Intel® SGX SDK - A request to make OCALLS more seamless for DLL imports

While porting an existing application to run within an enclave environment, it is ideal to keep the changes to source to minimal.  However, existing applications do come with dependencies, the most common and obvious of which is dependency on Win32 APIs.  Projects like Microsoft Haven goes to length to shield an application's execution environment from such direct dependency on untrusted environment by leveraging Microsoft Drawbridge mechanisms like library OS and picoprocess.  However, such extensive changes are neither warranted for a significant number of applications nor feasible even, unless Drawbridge leveraged mechanisms are readily available and out of the box for seamless adoption. 
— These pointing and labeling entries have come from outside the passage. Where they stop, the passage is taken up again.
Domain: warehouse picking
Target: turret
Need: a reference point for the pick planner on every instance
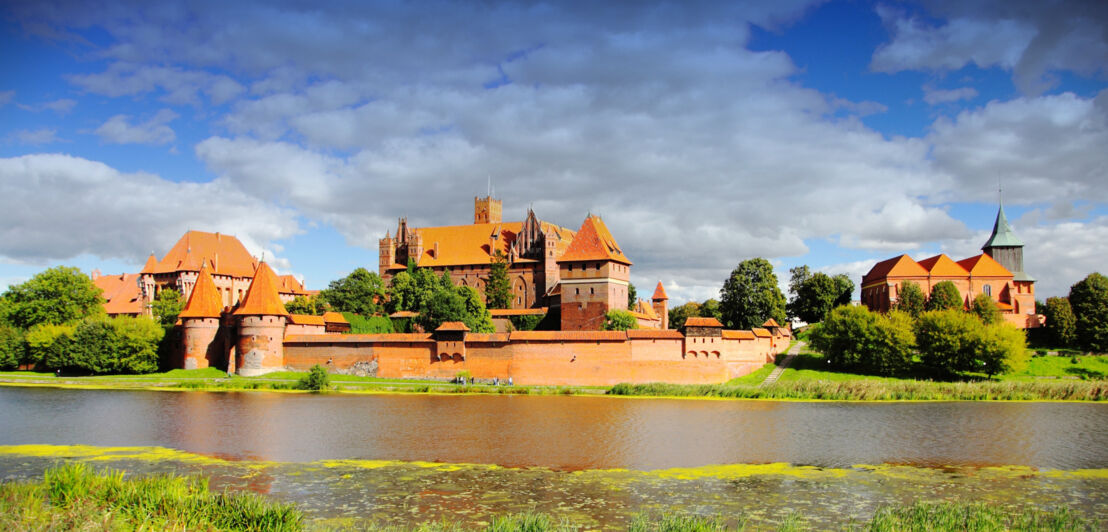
(594, 275)
(660, 304)
(199, 320)
(262, 319)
Most Intel® SGX porting efforts for existing Windows applications are likely to simply adopt Intel® SGX provided feature sets to make the necessary changes to existing source and as appropriate, for it to be functional within an enclave.  And those existing applications are likely to already rely on Win32 APIs at varied levels and thus the porting effort is likely to involve making a sizable number of OCALLs.  Currently, it takes a level of indirection to make such calls.  The source line that makes the Win32 call need to be modified to either accept the win32 API call's return value as a parameter or the function call itself need to be replaced to call to a wrapper function.
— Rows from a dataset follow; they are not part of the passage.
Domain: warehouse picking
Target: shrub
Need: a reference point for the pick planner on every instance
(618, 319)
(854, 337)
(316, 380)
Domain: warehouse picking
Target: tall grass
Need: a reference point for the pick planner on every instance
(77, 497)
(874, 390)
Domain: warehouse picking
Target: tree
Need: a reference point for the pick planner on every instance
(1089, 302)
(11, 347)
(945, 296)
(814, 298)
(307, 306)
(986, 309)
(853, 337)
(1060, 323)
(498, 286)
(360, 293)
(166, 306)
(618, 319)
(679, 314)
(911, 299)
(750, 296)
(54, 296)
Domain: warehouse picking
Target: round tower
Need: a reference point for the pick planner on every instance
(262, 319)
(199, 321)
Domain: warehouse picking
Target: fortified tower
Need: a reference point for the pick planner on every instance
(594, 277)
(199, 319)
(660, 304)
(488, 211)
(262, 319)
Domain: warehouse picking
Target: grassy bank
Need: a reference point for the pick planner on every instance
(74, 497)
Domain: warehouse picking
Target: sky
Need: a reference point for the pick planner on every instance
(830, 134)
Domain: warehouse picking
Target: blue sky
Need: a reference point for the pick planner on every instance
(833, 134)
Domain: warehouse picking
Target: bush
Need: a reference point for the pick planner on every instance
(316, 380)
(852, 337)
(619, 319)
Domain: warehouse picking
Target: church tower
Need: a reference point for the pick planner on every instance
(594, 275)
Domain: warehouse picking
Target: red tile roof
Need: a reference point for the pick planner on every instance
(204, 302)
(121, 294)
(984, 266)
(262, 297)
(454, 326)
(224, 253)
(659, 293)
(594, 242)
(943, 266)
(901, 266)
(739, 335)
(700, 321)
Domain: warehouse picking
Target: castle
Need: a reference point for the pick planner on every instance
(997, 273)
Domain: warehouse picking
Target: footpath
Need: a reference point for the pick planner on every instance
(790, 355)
It would make for a cleaner porting if the generated code for OCALLs to DLL imports are made more seamless, where the return value from the API is still returned the classic way.  This would imply source level changes are reduced.  Simply extending the EDL file with relevant OCALLs would do.  Of course, error checking and troubleshooting might still force additional changes but with pre-existing, time tested applications that are conducive for Intel® SGX porting and likely to just work with minimal changes, it makes the porting changes look all the more simple!  For SGX related error pertaining to the OCALL, a GetLastError equivalency at Intel® SGX SDK level would work. 

The need for this relatively trivial change is unlikely to be appreciated by those who prefer Intel® SGX to be used in its intended way, with minimal and selective code running within the enclave environment.  But, this change is more useful when a significant portion of existing source is moved nearly en masse to work as an enclave application/library and that appears to be pretty much the case when porting existing libraries.

Also, this modification/addition will reduce the amount of source code changes necessary and make merging of changes to open source applications less clumsy.  From Intel's perspective, it will make Intel® SGX porting appear more effortless and even more simple!